Pads the input tensor according to the pad.

Warning

circular mode is not supported on Ascend.

Parameters:
  • input (Tensor) – Tensor of shape \((N, *)\), where \(*\) means, any number of additional dimensions.

  • pad (Union[tuple[int], list[int], Tensor]) –

    Filling position of pad. \(\left\lfloor\frac{\text{len(pad)}}{2}\right\rfloor\) dimensions of input will be padded.

    For example: to pad only the last dimension of the input tensor, then pad has the form \((\text{padding_left}, \text{padding_right})\);

    For example: to pad the last 2 dimensions of the input tensor, then use \((\text{padding_left}, \text{padding_right}, \text{padding_top}, \text{padding_bottom})\);

    For example: to pad the last 3 dimensions, use \((\text{padding_left}, \text{padding_right}, \text{padding_top}, \text{padding_bottom}, \text{padding_front}, \text{padding_back})\) and so on.

  • mode (str, optional) –

    Pad filling mode, 'constant' , 'reflect' , 'replicate' or 'circular' . Default: 'constant' .

    For 'constant' mode, please refer to mindspore.nn.ConstantPad1d as an example to understand this filling pattern and extend the padding pattern to n dimensions.

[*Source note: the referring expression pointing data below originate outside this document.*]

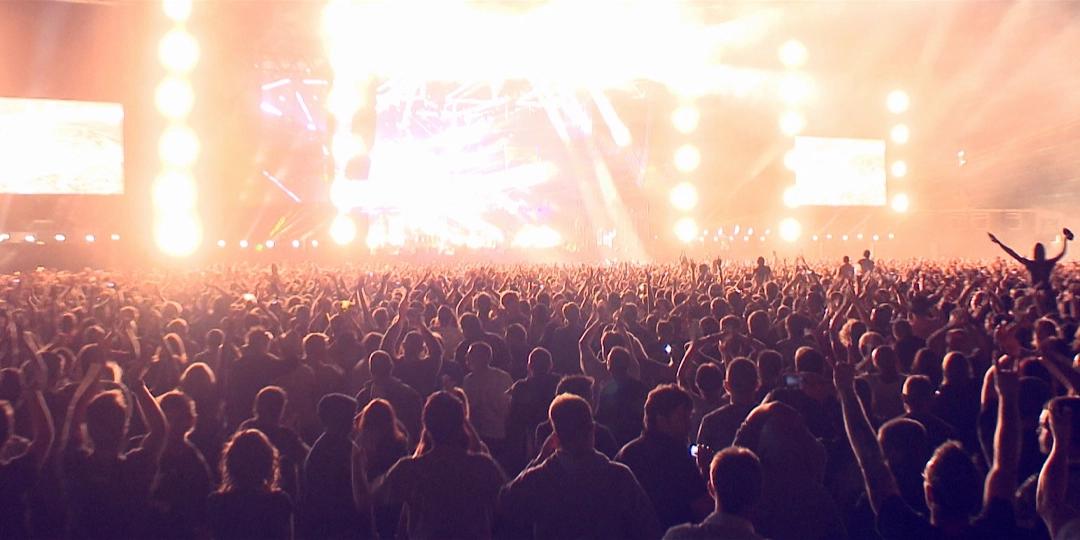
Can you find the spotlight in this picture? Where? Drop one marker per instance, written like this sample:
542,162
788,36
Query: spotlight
178,11
687,158
684,197
792,123
792,197
901,203
178,235
342,229
899,170
686,119
178,51
791,229
896,102
900,134
178,146
793,53
174,97
686,230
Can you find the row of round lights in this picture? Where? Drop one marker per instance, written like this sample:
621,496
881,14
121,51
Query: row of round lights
177,228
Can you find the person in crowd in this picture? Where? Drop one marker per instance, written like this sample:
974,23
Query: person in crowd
570,495
248,503
734,483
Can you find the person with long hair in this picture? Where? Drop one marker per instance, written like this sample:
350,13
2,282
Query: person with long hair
248,503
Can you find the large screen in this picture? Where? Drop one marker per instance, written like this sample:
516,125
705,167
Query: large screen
839,172
61,147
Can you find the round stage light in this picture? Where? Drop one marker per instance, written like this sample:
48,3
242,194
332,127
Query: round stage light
684,197
174,191
901,203
178,51
178,147
900,134
793,198
686,119
898,102
899,169
687,158
793,53
174,97
178,235
177,11
791,229
792,123
686,230
342,229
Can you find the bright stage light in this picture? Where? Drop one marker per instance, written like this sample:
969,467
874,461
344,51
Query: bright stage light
795,89
342,229
174,191
177,11
792,123
793,198
793,54
791,229
686,230
687,158
174,97
178,235
901,203
900,134
898,102
899,169
684,197
178,51
686,119
178,147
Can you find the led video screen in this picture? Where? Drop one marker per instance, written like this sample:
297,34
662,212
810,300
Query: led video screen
839,172
61,147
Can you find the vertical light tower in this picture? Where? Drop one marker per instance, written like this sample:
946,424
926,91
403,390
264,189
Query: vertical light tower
177,229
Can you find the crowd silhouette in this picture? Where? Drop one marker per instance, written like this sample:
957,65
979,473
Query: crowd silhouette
781,399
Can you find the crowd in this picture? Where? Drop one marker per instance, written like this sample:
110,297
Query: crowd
823,400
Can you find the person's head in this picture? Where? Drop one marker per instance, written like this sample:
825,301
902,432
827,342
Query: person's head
904,443
953,485
918,393
741,380
379,422
734,481
667,412
250,462
179,413
381,365
444,420
709,379
315,346
539,362
478,356
577,385
107,421
336,413
270,404
571,419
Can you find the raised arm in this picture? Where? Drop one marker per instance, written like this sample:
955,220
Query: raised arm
880,484
1054,477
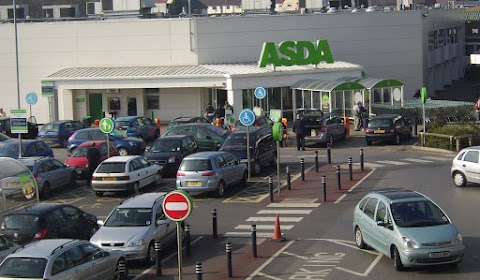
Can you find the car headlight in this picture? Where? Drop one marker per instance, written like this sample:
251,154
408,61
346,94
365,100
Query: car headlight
409,243
136,243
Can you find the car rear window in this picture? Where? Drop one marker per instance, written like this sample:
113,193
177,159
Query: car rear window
111,167
196,165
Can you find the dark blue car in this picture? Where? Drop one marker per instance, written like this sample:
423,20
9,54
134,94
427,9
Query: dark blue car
124,145
30,148
138,126
56,133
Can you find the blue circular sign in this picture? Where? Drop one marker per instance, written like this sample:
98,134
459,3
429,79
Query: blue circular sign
31,98
260,92
247,117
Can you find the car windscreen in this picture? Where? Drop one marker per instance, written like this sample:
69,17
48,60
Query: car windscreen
418,214
129,217
165,145
196,165
111,167
24,267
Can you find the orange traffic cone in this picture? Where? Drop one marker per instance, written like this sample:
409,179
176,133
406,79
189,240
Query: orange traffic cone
277,234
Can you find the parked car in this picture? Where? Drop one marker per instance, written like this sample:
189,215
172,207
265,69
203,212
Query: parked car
78,159
31,124
125,173
138,126
48,220
56,133
391,127
259,121
210,172
466,167
60,259
169,151
50,174
30,148
134,226
323,128
208,137
263,149
408,227
185,120
124,145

    For 'reflect' mode, please refer to mindspore.nn.ReflectionPad1d as an example to understand this filling pattern. The reflect mode is used to pad the last three dimensions of 4D or 5D input, the last two dimensions of 3D or 4D input, or the last dimension of 2D or 3D input.

    For 'replicate' mode, please refer to mindspore.nn.ReplicationPad1d as an example to understand this filling pattern. The replicate mode is used to pad the last three dimensions of 4D or 5D input, the last two dimensions of 3D or 4D input, or the last dimension of 2D or 3D input.

    For 'circular' mode, the pixels from one edge of the image are wrapped around to the opposite edge, such that the pixel on the right edge of the image is replaced with the pixel on the left edge, and the pixel on the bottom edge is replaced with the pixel on the top edge. The circular mode is used to pad the last three dimensions of 4D or 5D input, the last two dimensions of 3D or 4D input, or the last dimension of 2D or 3D input. These shape patterns are currently supported on CPU.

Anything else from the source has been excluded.